# Way to serious in here



## pragmatic_lee (Jan 19, 2008)

So I'm throwing down the gauntlet - going to kick butt & take names this weekend at the NCFAA State Tournament at Yadkin Field Archery. 

Then again, I may shoot like I always do and simply be happy shooting arrows and hanging with friends.


----------



## pragmatic_lee (Jan 19, 2008)

It's hard to shoot good when you're shooting with TN guys and have to keep 1 hand on your butt the whole time.


----------



## Macaholic (Mar 18, 2004)

pragmatic_lee said:


> It's hard to shoot good when you're shooting with TN guys and have to keep 1 hand on your butt the whole time.

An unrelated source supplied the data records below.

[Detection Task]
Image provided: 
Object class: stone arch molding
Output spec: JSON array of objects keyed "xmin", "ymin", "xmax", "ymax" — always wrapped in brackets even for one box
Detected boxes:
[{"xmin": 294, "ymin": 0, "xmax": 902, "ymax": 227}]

I think that needs a little more description or the Mootel may be the Notel. My first impression is you're having to pull out your wallet for Crispies, that's nothing new though.


----------



## pragmatic_lee (Jan 19, 2008)

Yea that's it Mac.


----------



## Brown Hornet (Aug 8, 2002)

I hear Jarlicker tore up all his arrows.


----------



## TNMAN (Oct 6, 2009)

That's odd. The TN guys said they had a great time. :confused3:

Wish I was 200 miles closer to Yadkin. Really like that kind of range. :cow::cow::cow:


----------



## Kstigall (Feb 24, 2004)

Maybe next year I'll get some Virginia Gentlemen together and we'll make ANOTHER training run south.............


----------



## pragmatic_lee (Jan 19, 2008)

Brown Hornet said:


> I hear Jarlicker tore up all his arrows.

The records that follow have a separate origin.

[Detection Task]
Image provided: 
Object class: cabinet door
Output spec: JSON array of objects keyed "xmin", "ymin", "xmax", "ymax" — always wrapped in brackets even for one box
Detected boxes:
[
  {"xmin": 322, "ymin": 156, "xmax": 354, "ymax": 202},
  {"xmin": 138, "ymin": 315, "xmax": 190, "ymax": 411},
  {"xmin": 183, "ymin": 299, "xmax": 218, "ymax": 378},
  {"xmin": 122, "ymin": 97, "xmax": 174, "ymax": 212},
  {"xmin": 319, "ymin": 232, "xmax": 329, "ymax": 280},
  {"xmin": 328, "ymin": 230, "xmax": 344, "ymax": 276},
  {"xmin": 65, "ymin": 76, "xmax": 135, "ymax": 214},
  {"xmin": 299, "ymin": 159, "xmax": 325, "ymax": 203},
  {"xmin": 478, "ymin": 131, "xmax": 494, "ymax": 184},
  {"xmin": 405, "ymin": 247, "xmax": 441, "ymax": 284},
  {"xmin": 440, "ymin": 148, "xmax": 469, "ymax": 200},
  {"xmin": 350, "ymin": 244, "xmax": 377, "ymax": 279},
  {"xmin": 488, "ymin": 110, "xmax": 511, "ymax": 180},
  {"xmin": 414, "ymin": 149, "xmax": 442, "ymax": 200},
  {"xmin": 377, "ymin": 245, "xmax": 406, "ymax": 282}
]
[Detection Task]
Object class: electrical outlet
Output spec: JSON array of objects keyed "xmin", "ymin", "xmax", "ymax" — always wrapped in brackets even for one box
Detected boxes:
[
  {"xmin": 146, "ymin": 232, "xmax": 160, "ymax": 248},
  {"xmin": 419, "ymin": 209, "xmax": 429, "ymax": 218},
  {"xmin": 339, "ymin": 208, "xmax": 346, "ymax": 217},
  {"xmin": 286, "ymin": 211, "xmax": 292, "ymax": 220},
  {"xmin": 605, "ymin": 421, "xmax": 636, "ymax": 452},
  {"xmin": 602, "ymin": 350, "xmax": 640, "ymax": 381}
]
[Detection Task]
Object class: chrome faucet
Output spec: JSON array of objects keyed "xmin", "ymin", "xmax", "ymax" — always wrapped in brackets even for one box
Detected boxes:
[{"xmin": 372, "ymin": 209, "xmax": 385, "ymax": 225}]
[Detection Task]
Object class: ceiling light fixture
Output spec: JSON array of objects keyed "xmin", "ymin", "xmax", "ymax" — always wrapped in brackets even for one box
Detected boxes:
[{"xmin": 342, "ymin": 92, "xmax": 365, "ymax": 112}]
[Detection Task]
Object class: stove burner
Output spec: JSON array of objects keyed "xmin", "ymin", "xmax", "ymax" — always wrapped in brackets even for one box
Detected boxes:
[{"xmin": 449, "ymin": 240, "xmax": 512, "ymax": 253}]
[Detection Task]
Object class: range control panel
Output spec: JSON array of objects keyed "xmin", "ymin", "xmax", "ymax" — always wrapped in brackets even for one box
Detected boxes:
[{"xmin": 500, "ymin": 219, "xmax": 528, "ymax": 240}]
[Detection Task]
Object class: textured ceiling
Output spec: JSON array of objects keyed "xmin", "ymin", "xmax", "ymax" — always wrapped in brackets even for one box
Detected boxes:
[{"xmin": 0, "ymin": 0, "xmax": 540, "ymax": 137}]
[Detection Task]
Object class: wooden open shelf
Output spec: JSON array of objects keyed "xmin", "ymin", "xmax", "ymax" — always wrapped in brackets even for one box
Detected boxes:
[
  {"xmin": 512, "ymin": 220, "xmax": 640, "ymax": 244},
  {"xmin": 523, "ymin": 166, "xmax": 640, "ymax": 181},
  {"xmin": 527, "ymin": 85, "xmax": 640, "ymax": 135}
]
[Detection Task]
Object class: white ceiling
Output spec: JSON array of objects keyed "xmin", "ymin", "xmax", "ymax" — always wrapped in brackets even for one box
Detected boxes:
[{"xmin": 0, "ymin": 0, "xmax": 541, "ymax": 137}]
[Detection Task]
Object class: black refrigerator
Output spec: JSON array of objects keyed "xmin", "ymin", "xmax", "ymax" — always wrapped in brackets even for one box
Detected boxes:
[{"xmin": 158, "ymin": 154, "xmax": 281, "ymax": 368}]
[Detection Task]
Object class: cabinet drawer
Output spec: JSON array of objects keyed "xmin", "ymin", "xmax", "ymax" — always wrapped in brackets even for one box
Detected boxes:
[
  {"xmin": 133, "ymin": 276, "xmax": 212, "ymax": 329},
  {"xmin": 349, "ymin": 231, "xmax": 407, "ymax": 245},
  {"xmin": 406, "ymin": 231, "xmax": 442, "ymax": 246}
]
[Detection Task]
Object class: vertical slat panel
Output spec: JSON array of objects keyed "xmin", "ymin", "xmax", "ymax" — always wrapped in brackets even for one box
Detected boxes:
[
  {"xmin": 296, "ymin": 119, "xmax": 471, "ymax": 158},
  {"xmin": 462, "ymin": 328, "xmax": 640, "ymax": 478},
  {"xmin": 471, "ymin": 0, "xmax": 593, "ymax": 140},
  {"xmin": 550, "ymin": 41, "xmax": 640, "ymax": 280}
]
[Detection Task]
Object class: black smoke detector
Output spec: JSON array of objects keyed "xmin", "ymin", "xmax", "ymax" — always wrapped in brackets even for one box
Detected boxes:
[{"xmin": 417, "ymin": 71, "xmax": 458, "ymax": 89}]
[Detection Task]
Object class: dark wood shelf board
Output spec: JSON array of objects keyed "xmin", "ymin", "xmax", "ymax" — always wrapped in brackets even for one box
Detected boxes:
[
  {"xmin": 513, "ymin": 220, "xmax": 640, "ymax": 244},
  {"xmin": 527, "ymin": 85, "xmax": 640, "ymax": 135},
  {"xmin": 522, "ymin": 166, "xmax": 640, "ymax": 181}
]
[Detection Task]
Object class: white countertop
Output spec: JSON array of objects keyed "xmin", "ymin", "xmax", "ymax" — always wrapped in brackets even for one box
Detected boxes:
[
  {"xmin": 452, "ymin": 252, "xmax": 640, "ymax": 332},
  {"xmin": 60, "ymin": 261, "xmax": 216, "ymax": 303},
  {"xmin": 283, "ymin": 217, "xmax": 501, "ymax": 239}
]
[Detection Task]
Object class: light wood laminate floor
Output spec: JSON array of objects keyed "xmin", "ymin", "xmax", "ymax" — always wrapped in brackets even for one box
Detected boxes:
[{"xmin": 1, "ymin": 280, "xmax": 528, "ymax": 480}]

Not quite ALL of them, but he definitely put a dent in them. This was on Sat. He destroyed a couple more on Sunday, but when you stack them in the X, that's what happens.


----------



## pragmatic_lee (Jan 19, 2008)

TNMAN said:


> That's odd. The TN guys said they had a great time. :confused3:
> 
> Wish I was 200 miles closer to Yadkin. Really like that kind of range. :cow::cow::cow:


I bet they did say they had a great time, but at who's expense. 

You could probably hitch a ride with some of these hillbillys next year. (That's me in the middle).


----------



## pragmatic_lee (Jan 19, 2008)

Kstigall said:


> Maybe next year I'll get some Virginia Gentlemen together and we'll make ANOTHER training run south.............

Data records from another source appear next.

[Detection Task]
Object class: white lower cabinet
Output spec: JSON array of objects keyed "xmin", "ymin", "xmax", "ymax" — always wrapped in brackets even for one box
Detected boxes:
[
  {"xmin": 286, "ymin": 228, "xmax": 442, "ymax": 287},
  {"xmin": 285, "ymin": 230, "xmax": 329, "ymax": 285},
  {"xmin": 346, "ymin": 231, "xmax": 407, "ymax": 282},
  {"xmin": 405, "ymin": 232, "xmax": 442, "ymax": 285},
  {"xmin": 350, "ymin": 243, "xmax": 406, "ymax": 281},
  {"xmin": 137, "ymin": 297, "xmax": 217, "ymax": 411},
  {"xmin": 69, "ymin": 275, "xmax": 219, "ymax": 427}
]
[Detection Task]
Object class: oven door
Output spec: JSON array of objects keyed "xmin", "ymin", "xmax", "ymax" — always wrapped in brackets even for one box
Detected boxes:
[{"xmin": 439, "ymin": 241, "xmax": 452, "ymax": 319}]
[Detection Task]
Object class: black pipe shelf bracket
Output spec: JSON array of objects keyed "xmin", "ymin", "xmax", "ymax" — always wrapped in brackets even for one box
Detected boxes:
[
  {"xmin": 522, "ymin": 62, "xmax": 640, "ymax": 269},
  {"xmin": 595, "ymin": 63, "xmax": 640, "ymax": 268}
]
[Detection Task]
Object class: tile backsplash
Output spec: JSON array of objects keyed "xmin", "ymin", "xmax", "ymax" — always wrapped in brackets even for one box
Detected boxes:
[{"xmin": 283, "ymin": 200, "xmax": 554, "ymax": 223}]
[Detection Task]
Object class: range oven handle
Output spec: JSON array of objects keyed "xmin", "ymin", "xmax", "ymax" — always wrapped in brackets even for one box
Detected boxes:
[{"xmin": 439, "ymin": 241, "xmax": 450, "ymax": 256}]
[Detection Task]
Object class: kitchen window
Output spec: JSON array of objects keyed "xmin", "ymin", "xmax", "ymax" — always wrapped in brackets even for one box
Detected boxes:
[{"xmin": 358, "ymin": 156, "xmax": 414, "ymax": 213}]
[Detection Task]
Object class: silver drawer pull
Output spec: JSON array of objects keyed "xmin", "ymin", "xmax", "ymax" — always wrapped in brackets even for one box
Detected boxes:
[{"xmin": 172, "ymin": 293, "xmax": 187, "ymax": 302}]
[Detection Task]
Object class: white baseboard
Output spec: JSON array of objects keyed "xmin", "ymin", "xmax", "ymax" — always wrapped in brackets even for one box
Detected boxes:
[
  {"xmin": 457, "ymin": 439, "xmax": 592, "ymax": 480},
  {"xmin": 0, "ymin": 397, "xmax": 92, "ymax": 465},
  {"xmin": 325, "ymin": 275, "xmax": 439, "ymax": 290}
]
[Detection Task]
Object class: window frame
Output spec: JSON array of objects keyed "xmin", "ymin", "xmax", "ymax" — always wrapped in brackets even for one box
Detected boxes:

We had a few Common Welchers from VA this year, but not as many as usual. Guess they got scared.


----------



## Kstigall (Feb 24, 2004)

Virginia Gentleman are absolutely never scared of a CaroWhiner.....


----------



## pragmatic_lee (Jan 19, 2008)

Kstigall said:


> Virginia Gentleman are absolutely never scared of a CaroWhiner.....


Virginia Gentlemen - I just sprayed Cheer Wine all over my screen.


----------